This is a personal essay that I wrote for the “Introduction to Spirituality” class I am taking this spring semester through the Byzantine Catholic Seminary of Saints Cyril and Methodius.
I was baptized as a Roman Catholic, but my family left the Church when I was around two years old. After that, we bounced between a number of different Protestant ecclesial communities before settling into a non-denominational megachurch. Those were where my earliest memories of the Holy Spirit come from, when I felt Him in my heart while listening to praise and worship music.
My family stopped going to Sunday services together when I was around ten, as my parents’ marriage became increasingly rough and my father fell away from faith. Once that happened I figured that it was okay if I didn’t go to church as well, so I stopped going regularly. My mom, brother, and I still attended Christmas and Easter services due to the influence of my grandmother, who was a devout Roman Catholic, but beyond that I didn’t think about religion much at all. I never became an atheist, but considered myself to be an agnostic throughout middle school and high school. I was always pro-religion, as I saw the value it brought to my mom and grandmother, but didn’t know whether God existed or not so I left it there.
The thing that woke me up to the spiritual life was being dumped by my high school girlfriend, who I believed that I was going to marry. I had always wanted to have a family, and put a lot of transcendent meaning into that relationship. I thought that marrying and raising a family with her would finally make me happy. After she broke up with me in my sophomore year of college, I was broken. It felt like the light had been extinguished in my life.
That experience taught me I could not find my fulfillment in another human being, so I began to seek what would satisfy me. I got into Daoism and Buddhism. I began to meditate, attended a meditation/learning community for about a year, and got a lot out of that tradition. But the Buddhist approach of obliterating the self in order to remove suffering never felt quite right to me. I had always wanted something I could fully commit myself to. I wanted to be filled, not emptied.
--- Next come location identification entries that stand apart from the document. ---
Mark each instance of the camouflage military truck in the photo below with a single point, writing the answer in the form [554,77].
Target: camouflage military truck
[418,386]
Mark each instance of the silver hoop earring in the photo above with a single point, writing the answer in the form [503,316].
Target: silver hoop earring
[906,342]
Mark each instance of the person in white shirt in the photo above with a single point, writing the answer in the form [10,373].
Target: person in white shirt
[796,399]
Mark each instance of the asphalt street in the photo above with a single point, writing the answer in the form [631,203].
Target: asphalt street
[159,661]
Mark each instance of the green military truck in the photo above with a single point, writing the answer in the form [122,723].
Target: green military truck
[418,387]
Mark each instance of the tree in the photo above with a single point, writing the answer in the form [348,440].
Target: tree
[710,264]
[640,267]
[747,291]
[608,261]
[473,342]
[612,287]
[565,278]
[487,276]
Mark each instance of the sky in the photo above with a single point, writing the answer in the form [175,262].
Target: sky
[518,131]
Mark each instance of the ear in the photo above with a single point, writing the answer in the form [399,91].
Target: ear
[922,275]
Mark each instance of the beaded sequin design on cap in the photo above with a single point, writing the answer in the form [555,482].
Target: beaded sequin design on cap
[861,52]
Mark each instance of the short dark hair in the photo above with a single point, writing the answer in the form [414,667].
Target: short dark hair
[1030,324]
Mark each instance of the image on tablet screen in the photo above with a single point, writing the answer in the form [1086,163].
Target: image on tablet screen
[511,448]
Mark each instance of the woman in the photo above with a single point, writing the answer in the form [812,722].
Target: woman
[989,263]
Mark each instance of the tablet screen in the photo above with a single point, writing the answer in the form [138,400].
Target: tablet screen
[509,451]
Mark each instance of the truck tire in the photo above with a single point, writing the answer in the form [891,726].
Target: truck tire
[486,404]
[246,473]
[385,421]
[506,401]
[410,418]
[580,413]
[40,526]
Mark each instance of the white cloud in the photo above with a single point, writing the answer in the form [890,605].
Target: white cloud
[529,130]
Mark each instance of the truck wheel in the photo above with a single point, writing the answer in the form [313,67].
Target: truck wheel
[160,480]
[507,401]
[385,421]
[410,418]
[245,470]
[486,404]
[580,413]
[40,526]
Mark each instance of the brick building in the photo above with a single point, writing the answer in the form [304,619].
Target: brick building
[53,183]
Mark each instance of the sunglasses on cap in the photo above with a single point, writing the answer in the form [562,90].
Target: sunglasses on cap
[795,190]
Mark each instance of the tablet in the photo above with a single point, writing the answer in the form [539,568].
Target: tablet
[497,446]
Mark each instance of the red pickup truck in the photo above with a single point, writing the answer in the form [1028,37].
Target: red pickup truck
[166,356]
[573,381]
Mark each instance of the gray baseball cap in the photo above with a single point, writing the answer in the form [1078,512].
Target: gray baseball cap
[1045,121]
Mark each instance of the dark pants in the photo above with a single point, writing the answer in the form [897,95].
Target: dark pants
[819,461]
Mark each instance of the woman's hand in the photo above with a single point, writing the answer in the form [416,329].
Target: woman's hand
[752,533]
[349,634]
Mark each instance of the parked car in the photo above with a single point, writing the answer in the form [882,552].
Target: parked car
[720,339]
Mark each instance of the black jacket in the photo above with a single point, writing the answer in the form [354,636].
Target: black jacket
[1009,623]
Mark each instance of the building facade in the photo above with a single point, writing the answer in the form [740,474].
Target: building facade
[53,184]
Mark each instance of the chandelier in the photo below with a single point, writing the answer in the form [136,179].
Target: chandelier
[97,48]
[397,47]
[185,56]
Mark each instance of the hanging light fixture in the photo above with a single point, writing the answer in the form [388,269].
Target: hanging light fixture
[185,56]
At this point I had graduated from college and began a PhD program back in my hometown, where my grandmother still lived. I began taking her to Mass weekly because I loved her but didn’t expect it to change me. As I continued to attend the services, something shifted. It felt right to be in a sacramental church. I felt the weight of history, and the theology I observed began to make sense to me. I began to feel things I hadn’t felt in a long time, what I would later recognize to be the embrace of the Holy Spirit. I then attended OCIA classes, was confirmed, and received my first Communion in the Roman Catholic Church.
I eventually learned about the Jesus Prayer and became enthralled by it. Praying it on my chotki1 brought me closer to God than I had ever been before. The remarkable similarity between Vipassana2 meditation and Hesychast3 practice made me feel right at home. The key difference was that, instead of merely being emptied, I was filled with the Holy Spirit. However, I thought that it was just an Eastern Orthodox thing. I did not want to become Orthodox in honor of my then deceased grandmother. Somehow I learned about the existence of the Eastern Catholic Churches, looked up the closest one, and attended my first Divine Liturgy. Its beauty overwhelmed me. The icons, the incense, the chanting—it felt like the embodied experience of the Eastern mystical tradition that I had learned about through self-study and practice.
After that, I was hooked. I began attending my local Byzantine Catholic parish regularly, transferred from the Roman Catholic Church to the Byzantine Catholic Church, and have continued to grow my spiritual life in the Christian East.
A prayer rope used in Eastern Christian traditions, similar to a rosary.
A form of Buddhist meditation focusing on mindfulness.
The mystical prayer tradition of Byzantine Christian Churches.